Recently, a small Canadian-based company has announced what seems to be the highest-grade discovery in the world so far in these early days of 2024, setting the bar high for other companies in the months ahead. The shallow intercept, which graded 8m at 106 g/t Gold, 5m at 166 g/t Gold, and 2m at 413 g/t Gold starting at 95m, leads to a discussion about whether a hole like this is a result of good luck or good science.
While it’s easy to write this big new discovery off as simply good luck, it is interesting to note that some members of the Great Pacific team were also involved in a situation in recent years that was ultimately named Best Global Discovery and helped a small junior company grow into a multi-billion-dollar mining entity.
Great Pacific CEO Bryan Slusarchuk, no stranger to exploration success, weighs in, “It would be easy to classify this discovery simply as good luck, but I think that explanation doesn’t take into account all of the science that went into deciding where this hole would be drilled. Rex Motton, our COO, and his team on the ground in Australia have done a lot of hard work over the past few years and based on the results of that work decided where to drill this hole. They drilled a single hole into what we call the Comet prospect in 2023 and that hole ended up delivering these amazingly high-grade results.”
Slusarchuk continued, “Exploration is high risk, and there is still a lot of work to be done to follow up on the discovery to ultimately figure out what it will look like, but kudos go to the geologists whose efforts led to this early success.”
Slusarchuk knows what the power of discovery is all about. In 2014, he and a few friends founded a company called K92 Mining Inc., and paid Barrick Gold which was then the largest gold operator in the world $2 million up front with a promise of some future payments that were success dependent. That company, based on excellent execution by the current CEO John Lewins and a discovery called Kora North, has ended up trading at a $2 billion market capitalization and is still growing their resource and production profile.

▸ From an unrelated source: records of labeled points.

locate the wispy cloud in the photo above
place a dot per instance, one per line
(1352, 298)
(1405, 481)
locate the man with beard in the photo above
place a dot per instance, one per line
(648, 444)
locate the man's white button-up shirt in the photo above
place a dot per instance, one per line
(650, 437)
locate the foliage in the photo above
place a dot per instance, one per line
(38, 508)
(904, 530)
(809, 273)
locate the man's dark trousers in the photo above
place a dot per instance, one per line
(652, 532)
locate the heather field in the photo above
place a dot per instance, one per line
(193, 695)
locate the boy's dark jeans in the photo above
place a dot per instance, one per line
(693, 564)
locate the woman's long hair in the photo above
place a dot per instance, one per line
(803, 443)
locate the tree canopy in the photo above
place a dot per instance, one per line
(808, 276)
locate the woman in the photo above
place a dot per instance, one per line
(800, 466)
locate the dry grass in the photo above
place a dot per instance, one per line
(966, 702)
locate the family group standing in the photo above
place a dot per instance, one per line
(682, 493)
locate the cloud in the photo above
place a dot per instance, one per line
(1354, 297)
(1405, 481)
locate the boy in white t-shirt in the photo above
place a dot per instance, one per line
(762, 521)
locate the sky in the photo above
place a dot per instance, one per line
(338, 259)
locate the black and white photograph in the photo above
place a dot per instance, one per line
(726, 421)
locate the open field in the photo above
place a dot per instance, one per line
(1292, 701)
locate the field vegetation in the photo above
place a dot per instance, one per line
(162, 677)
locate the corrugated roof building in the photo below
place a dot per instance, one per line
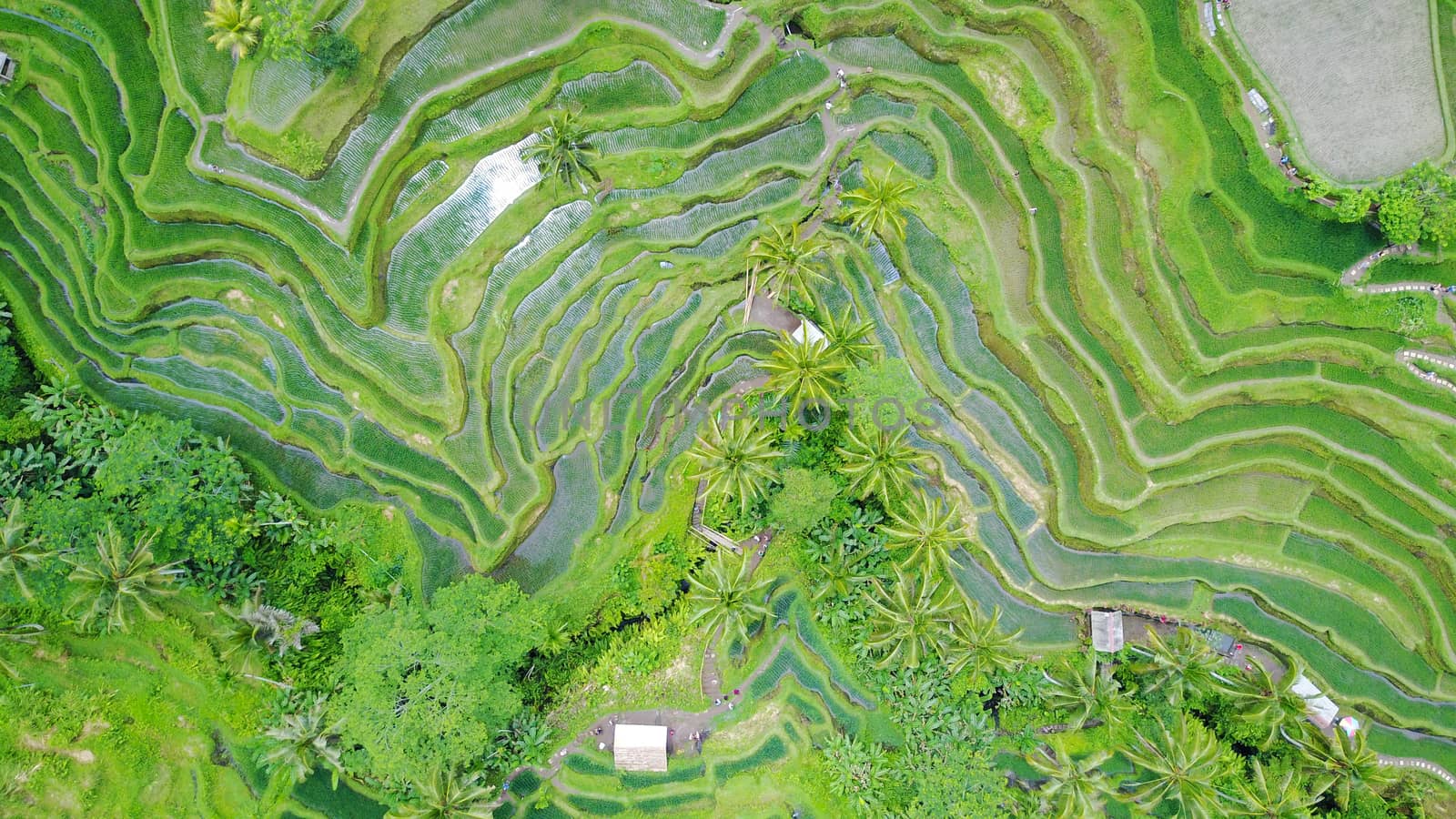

Slusarchuk notes, “K92 was financially life-changing for a lot of early speculators. After the Kora North discovery hole, everything changed on that project. It is way too early to tell if we are on the same trajectory with Great Pacific, but I feel blessed to have another discovery starting to take shape. I’m a finance guy by way of background and can’t take credit for the good science on the ground. I can help make sure we finance these drill shots around the world and give speculators exposure to potential discovery but ultimately, the drill bit decides what works and what doesn’t. Great Pacific has a tiny market capitalization, and the Comet situation will attract some attention going forward.”
Great Pacific trades on the TSX Venture Exchange in Canada with the symbol GPAC and in the United States on the OTC as FSXLF.
Exploration comes with a lot of potential risks. Maybe both good luck and good science are needed to overcome that inherent fact in this industry.